Mining in Australia & AASB S2 Compliance: Key industry adaptations

Australia’s mandatory climate disclosures under AASB S2 became effective January 1, 2025. While all industries face compliance challenges, mining operations confront a fundamentally different-and significantly harder-reporting reality. (Read more in our comprehensive compliance guide.)
This article focuses exclusively on why mining compliance is uniquely complex and what actually works.
For example: an iron ore producer’s Scope 3 emissions can be 20 times larger than operational emissions. Australian miners exporting to Europe navigate CBAM reporting that directly impacts commercial competitiveness. And Scope 3 methodologies for mining have little regulatory precedent. Read on for more ….

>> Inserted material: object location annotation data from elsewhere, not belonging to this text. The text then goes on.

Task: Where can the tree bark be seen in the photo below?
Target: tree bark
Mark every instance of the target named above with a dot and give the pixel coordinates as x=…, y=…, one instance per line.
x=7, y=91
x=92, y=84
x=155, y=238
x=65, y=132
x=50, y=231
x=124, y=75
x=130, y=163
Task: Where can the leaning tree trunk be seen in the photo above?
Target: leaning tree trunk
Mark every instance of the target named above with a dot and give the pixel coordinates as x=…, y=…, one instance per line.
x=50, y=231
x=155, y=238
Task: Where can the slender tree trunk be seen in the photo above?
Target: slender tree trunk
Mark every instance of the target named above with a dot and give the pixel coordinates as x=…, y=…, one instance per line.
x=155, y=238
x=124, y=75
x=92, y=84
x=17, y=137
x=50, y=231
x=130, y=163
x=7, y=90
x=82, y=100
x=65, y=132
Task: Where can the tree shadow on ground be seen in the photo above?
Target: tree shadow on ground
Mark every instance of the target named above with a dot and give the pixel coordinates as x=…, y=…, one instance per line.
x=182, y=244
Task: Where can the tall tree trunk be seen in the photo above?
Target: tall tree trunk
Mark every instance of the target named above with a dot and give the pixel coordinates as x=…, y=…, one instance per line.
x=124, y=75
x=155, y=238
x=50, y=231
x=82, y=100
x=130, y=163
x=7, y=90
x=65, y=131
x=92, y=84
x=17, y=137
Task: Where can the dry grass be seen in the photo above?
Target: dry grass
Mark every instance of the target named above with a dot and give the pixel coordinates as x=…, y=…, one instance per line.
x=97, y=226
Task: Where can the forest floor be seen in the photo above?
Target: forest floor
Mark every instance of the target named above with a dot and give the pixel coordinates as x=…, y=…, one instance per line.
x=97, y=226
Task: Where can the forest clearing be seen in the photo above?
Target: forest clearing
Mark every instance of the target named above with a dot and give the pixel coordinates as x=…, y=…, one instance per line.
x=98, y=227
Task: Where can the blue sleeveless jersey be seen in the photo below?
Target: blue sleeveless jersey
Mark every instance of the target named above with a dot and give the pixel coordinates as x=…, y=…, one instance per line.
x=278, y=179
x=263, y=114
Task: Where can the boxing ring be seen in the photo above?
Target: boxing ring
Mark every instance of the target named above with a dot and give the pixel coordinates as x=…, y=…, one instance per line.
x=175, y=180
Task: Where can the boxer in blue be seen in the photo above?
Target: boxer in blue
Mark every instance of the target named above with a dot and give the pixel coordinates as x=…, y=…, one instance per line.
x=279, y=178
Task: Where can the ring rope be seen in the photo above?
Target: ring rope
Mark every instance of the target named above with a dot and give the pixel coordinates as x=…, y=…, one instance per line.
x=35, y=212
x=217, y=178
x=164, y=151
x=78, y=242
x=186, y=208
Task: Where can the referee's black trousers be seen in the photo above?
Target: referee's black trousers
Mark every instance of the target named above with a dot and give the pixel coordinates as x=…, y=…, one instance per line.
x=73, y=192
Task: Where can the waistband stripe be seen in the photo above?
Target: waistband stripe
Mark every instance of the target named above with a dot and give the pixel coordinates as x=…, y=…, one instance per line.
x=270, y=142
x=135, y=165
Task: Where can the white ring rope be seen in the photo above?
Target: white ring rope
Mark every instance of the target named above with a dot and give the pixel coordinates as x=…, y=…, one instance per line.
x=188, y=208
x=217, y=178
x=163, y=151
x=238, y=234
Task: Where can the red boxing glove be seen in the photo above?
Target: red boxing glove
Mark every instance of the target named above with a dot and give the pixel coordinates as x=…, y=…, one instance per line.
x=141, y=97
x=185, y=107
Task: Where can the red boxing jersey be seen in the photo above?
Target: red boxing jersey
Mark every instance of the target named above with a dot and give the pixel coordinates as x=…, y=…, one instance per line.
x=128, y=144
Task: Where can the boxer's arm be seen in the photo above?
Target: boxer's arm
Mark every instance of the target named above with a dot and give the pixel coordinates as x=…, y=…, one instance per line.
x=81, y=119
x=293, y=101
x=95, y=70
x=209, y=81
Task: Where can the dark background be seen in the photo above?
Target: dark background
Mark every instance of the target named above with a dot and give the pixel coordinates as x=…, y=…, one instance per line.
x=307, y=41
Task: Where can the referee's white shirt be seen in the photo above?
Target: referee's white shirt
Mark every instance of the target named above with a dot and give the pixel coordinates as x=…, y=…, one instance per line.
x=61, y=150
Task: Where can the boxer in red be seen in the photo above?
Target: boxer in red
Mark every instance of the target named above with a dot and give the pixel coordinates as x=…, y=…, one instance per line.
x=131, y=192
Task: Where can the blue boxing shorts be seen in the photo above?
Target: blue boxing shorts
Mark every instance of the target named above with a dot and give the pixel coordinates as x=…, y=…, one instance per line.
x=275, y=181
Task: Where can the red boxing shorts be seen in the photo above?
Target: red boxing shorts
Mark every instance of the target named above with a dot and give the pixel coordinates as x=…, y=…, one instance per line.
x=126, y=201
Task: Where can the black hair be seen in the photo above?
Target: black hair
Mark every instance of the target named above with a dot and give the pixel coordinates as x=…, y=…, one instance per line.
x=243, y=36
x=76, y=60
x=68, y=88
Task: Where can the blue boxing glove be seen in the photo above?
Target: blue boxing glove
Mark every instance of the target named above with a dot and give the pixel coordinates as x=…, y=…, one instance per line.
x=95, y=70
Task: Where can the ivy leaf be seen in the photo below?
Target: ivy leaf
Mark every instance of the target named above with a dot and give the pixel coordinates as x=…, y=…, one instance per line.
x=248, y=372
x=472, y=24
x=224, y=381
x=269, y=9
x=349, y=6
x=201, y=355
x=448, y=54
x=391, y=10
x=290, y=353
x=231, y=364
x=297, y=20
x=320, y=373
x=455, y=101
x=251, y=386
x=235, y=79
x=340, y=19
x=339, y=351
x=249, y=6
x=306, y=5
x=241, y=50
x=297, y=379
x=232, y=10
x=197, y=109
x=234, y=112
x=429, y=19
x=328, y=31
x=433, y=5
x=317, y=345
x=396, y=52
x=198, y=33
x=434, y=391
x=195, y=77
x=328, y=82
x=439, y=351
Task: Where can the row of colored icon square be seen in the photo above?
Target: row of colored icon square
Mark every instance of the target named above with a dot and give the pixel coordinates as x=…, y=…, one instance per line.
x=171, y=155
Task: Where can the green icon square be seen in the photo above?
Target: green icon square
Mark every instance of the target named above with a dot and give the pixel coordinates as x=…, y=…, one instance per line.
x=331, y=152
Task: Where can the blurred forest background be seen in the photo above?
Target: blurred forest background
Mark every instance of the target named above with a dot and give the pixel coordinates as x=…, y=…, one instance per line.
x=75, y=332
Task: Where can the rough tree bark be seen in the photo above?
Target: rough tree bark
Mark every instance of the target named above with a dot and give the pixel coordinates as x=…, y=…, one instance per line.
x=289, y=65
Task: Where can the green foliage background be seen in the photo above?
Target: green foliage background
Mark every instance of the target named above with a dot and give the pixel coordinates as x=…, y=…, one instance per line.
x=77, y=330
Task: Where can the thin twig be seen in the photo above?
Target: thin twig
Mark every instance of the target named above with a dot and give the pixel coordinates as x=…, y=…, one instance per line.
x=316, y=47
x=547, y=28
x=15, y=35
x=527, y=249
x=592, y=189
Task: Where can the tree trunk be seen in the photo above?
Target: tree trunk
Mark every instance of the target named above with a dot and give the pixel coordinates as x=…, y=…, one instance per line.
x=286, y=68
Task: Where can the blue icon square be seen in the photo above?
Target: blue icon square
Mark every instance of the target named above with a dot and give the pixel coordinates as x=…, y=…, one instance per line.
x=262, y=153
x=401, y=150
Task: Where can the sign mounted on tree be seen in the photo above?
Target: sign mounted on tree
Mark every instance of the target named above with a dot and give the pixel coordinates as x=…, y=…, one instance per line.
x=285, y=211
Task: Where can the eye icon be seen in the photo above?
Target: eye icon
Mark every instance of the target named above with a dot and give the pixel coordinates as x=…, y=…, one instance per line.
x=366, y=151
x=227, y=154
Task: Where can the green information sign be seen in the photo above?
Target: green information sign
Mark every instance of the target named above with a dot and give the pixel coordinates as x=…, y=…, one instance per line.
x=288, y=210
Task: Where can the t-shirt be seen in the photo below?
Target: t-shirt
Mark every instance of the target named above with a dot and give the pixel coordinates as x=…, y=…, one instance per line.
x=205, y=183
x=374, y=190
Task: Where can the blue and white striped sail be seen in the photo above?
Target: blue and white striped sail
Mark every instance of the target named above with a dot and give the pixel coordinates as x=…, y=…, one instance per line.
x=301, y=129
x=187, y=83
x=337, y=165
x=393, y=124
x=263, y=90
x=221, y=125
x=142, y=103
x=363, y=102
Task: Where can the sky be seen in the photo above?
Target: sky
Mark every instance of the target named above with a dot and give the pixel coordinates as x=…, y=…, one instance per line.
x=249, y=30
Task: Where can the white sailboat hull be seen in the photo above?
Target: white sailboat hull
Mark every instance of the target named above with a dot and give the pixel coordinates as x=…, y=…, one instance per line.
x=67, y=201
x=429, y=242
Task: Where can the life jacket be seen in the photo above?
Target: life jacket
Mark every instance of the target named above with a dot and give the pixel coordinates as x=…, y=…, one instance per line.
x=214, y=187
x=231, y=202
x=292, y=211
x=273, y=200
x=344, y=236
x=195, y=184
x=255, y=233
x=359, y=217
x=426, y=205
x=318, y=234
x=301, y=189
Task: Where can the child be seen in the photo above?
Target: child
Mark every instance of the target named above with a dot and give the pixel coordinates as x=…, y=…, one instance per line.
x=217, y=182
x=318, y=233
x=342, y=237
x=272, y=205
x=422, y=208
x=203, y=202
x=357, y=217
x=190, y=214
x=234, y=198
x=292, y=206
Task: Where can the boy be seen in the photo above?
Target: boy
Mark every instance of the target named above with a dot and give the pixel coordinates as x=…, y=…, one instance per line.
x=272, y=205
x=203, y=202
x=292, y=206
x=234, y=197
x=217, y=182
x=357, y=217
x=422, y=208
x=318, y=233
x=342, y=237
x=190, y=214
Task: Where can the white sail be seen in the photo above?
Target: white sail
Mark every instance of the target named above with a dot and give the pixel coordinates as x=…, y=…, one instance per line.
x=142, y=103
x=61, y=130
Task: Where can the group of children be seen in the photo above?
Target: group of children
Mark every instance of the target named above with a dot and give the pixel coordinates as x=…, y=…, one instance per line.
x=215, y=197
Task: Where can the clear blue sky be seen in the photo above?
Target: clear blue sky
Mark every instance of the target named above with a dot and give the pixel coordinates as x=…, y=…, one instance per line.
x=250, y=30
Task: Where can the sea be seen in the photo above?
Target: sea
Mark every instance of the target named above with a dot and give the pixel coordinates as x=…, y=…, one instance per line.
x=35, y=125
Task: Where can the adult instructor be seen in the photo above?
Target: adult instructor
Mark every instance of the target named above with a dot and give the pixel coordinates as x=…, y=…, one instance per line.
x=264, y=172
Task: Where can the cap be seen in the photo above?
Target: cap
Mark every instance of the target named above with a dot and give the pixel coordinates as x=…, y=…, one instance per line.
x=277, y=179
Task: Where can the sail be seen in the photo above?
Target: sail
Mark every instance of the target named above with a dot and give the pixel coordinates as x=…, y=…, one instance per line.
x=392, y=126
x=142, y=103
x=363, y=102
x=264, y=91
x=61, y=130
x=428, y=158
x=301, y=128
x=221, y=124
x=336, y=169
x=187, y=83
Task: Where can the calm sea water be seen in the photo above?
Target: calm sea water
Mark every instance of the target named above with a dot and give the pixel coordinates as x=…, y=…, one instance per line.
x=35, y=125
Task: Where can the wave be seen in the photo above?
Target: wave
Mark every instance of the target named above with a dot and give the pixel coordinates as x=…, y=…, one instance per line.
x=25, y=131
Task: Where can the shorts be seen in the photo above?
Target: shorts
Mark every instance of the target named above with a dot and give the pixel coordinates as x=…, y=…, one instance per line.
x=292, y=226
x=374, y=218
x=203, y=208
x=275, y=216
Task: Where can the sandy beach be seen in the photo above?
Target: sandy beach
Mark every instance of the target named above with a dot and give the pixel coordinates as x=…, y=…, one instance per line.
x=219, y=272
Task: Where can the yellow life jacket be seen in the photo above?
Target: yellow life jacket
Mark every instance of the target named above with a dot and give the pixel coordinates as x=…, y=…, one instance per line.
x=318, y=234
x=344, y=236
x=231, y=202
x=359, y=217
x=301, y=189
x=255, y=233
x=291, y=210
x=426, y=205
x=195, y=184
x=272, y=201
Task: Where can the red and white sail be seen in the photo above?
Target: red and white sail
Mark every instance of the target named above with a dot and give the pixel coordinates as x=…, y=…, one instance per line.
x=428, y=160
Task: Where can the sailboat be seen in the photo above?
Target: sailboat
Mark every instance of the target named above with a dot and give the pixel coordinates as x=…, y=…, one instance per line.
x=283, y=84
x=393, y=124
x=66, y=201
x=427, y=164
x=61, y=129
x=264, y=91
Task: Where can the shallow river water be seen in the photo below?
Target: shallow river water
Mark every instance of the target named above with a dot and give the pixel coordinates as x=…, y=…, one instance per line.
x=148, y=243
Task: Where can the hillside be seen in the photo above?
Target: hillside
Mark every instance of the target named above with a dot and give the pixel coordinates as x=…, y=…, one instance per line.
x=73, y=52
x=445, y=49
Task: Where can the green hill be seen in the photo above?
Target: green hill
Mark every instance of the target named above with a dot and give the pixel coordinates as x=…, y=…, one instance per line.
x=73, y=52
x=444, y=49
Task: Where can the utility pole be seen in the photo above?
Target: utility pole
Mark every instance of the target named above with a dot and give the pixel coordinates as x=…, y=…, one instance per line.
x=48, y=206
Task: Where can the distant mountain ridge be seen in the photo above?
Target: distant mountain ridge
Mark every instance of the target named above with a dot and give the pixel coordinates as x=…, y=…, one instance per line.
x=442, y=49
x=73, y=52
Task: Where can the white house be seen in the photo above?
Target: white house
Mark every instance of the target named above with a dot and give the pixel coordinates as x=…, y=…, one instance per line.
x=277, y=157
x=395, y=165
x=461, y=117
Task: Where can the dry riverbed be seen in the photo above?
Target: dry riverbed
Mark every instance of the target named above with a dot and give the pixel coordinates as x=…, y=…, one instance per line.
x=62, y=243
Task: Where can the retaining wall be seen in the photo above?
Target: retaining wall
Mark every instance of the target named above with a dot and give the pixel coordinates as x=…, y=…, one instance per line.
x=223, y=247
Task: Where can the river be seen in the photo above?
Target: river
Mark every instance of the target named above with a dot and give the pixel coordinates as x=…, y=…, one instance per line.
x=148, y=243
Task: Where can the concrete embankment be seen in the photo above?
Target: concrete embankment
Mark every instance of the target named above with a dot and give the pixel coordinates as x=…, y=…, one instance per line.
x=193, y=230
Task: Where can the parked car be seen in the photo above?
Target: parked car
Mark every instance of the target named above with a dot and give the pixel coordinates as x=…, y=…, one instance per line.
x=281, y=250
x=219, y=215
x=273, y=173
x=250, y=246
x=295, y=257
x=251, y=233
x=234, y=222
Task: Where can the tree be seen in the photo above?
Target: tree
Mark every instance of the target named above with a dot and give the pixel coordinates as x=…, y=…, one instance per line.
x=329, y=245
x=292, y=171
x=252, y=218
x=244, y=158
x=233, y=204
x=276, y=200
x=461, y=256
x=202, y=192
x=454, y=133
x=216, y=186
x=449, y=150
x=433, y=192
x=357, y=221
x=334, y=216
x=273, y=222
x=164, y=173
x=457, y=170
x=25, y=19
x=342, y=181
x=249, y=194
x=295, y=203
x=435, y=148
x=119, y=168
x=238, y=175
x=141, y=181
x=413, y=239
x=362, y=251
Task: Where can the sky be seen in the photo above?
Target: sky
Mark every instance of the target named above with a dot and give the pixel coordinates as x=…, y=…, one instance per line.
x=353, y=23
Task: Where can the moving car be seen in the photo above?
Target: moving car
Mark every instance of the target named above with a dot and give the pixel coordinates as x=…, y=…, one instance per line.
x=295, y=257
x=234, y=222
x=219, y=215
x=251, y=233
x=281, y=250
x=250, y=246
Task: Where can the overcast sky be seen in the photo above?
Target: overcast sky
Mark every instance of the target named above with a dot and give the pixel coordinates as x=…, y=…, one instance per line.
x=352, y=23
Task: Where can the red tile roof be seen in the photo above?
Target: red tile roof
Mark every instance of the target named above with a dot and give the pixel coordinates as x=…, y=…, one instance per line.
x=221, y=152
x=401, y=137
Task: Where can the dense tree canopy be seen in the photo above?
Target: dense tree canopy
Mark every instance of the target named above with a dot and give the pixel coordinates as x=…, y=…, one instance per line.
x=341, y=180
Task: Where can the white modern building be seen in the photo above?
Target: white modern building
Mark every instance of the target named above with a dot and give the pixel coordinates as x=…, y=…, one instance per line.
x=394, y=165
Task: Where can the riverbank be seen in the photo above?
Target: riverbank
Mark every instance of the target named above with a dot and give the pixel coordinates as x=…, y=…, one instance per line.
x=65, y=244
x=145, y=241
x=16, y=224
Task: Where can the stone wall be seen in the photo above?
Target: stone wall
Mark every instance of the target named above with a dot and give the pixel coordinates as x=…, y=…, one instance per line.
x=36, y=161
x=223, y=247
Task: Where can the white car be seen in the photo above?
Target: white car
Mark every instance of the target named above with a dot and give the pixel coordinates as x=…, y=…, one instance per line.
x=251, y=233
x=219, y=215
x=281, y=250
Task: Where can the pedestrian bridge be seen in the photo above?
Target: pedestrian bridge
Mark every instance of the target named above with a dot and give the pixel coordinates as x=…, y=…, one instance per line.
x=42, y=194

The 95% problem: Why mining’s Scope 3 is fundamentally different
According to the International Council on Mining and Metals, Scope 3 emissions can extend to 95% of total emissions for mining companies. When BHP extracts iron ore, mining operations (Scope 1+2) might generate 50 million tonnes CO2e annually. But when that iron ore becomes steel, downstream emissions exceed 1 billion tonnes-a 20:1 ratio.
Three immediate problems
Category 11 is your challenge. Most industries worry about purchased goods (Category 1) or business travel (Category 6). Mining’s defining challenge is Category 11: use of sold products. When coal is combusted, when iron ore becomes steel, when lithium becomes batteries-these downstream emissions dwarf everything at the mine site. Yet miners have zero operational control and limited visibility into customer combustion data.
Commodity variation creates different profiles. Thermal coal faces 95% Scope 3 and immediate stranded asset questions. Iron ore sees 90-95% Scope 3 but different transition pathways. Lithium actually benefits from scenario analysis as battery demand accelerates. Yet AASB S2 treats all “mining” identically.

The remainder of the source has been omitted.